She’d made him mad.

He shoved the picnic plates into the garbage. He wouldn’t look at her, but she could tell he was angry by the way his shoulders hunched, the way he slammed around.

Finally he turned to face her. “Why do you have to be so sly?”

His face was dark red, his eyes like marbles. Suddenly he looked dangerous.

Her heart sped up. What was he mad about?

“Flattery will get you nowhere,” he said.

“I just meant—“

“I know what you meant. You think you can wrap me around your little finger? Well, that’s not going to happen.” He stepped forward, his hands clenching and unclenching. “That makes me so mad.”

“I’m sorry, I didn’t mean it. Honest.”

“I think you’d better go to your room, young lady.”

“Okay.” She slipped out from behind the dinette table, had to pass right by him to get to the bedroom. She tried not to touch him at all, but her dress brushed against his thigh.

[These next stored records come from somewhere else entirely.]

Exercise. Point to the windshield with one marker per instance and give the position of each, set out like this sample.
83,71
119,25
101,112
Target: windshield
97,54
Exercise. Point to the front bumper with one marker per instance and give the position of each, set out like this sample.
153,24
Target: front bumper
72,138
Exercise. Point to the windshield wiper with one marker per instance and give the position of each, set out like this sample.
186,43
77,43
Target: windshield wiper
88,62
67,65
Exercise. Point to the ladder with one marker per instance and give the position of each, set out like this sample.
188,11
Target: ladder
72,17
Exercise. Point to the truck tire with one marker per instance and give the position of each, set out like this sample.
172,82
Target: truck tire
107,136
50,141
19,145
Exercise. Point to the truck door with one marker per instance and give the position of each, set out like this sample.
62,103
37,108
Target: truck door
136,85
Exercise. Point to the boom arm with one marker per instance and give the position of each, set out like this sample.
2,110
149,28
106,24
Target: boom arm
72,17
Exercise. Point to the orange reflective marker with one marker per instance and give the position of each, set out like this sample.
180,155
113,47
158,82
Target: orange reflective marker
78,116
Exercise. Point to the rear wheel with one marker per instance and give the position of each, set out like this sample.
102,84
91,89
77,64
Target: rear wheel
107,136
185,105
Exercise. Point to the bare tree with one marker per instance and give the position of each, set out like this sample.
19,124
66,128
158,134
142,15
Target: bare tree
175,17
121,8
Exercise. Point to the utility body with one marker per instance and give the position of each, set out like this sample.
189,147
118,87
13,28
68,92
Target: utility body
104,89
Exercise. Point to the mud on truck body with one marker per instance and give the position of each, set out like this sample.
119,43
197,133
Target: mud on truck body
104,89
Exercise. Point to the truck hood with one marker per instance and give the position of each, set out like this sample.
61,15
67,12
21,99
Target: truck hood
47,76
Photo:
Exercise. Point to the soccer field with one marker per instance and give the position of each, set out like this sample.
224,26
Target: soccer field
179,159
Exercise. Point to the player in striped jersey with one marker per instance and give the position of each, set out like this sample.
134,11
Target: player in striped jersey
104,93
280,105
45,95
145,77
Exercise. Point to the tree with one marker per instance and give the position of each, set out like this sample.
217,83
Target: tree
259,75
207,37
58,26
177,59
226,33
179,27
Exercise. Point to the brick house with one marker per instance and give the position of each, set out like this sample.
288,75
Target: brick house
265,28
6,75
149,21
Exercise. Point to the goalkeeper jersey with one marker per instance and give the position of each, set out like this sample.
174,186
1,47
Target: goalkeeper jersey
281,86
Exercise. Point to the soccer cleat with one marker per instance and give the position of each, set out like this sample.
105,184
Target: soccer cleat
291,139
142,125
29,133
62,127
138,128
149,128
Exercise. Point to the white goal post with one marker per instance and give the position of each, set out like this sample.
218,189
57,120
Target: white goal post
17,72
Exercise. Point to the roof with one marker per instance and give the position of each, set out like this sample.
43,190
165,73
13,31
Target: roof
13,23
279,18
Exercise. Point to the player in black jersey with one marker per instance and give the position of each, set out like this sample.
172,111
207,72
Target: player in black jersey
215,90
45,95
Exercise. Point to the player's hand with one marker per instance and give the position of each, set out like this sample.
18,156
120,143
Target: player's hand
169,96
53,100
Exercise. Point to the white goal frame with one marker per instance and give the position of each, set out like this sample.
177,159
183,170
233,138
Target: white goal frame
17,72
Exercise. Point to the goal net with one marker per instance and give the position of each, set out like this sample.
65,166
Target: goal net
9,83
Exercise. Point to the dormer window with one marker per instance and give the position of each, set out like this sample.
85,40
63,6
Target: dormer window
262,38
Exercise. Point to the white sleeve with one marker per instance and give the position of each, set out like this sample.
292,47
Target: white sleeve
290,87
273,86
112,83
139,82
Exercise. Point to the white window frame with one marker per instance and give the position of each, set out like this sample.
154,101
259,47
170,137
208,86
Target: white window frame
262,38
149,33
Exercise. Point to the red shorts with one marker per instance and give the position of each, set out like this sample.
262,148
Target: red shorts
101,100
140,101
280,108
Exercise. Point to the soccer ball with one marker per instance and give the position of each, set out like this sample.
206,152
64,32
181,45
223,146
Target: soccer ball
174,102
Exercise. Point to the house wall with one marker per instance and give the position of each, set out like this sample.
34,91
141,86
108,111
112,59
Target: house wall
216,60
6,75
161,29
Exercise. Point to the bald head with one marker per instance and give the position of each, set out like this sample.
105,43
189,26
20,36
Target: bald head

His hands came out and he whipped her around to face him. Bands of steel around her upper arms, nails digging in. His hands were trembling. His head was trembling.

His face was so close. It blotted out everything. His mouth was working, and his eyes—

His eyes were dark, like holes. Like there wasn’t anything there behind them. Just black space. She opened her mouth to say she was sorry, but nothing came out.

He shook her, once, hard, and slammed her against the stove. The edge of the stove whacked into her elbow, the shock running up her arm to her chin. She groaned.

He continued to stare at her. Eyes like holes. She was distracted by the pain in her elbow. Her funny bone.

Then she saw something else way down deep in his eyes. Pain? It was shiny, slick, desperate. He turned around and walked away from her. “Best get to your room,” he said without looking at her.

She bolted for the room and locked the door.

A few minutes later she heard something bang against the doorjamb, then the sound of a padlock clicking shut.

47

Victor, Laura, Buddy, and Jerry Grimes set up a task force, calling their contacts at other law enforcement agencies—the FBI; US Customs; her own DPS Highway Patrol; US Border Patrol; and the sheriffs in all Arizona counties, the Tucson, South Tucson, Marana, Oro Valley, and Green Valley police departments. Laura contacted the detectives she knew with these agencies. Every agency was faxed a picture of a 1987 Fleetwood Pace Arrow, the headshot of Lundy, both names, and his license plate number. They also contacted law enforcement in New Mexico, California, and Mexico.

Anybody and everybody to help them out.

Buddy asked, “What about media?”

Laura was torn about that. “We have no idea if he’s still in Tucson, but if he is, we don’t want him to run.”

“I think we should keep it to law enforcement,” Victor said.

Laura agreed.

Buddy wanted the Amber Alert.

“It’s too fucking late for that,” Victor snapped.

Charlie Specter, a DPS intelligence analyst, started entering what data they had on Lundy in the Rapid Start system. Rapid Start was a computer program developed by the FBI for just this kind of situation. He would enter the data as information came in from various law enforcement entities—one man in charge of everything.

“Too bad we don’t have his computer,” Charlie said to Laura. “I guess he’s had it with him all this time.”

“Is there any way to track his movements on the Internet?” she asked. Just then her mobile rang. She excused herself, walking away so she could hear.

The caller was Barry Fruchtendler. She rummaged through her overloaded circuits and pulled up the name—the cop who worked the Julie Marr case—and told him she’d have to get back to him later. He gave her his number in Montana and she wrote it down. As she flipped the phone closed, she tried to recapture her line of thought. “What if we had his e-mail address?” she asked Charlie.

“That depends. If he’s gone wireless …” He shrugged. “Worth a shot, though.”

“How would that work?”

“If he’s on the road, he’ll need one of the big servers he can access by an 800 number. All he needs is a phone jack, and he can keep up on his correspondence, no matter where he is.”

Laura was puzzled. “The motor home wouldn’t have a phone jack, would it?”

“Nope, but there are plenty of places he can go. Cyber cafes, any place he could get his hands on a phone line. Which would give us a great way to find out where he is. Once you have his e-mail account, you could subpoena his Internet server and have them intercept his e-mails. Trick is to let the e-mails go through so he doesn’t notice anything unusual, but a copy comes here to us.” He saw Laura’s puzzled expression. “When an e-mail goes out, it has to go some place to wait before it’s sent on—kind of a like a clearinghouse. When you log on, you ask for your e-mail and that’s when the server sends it.”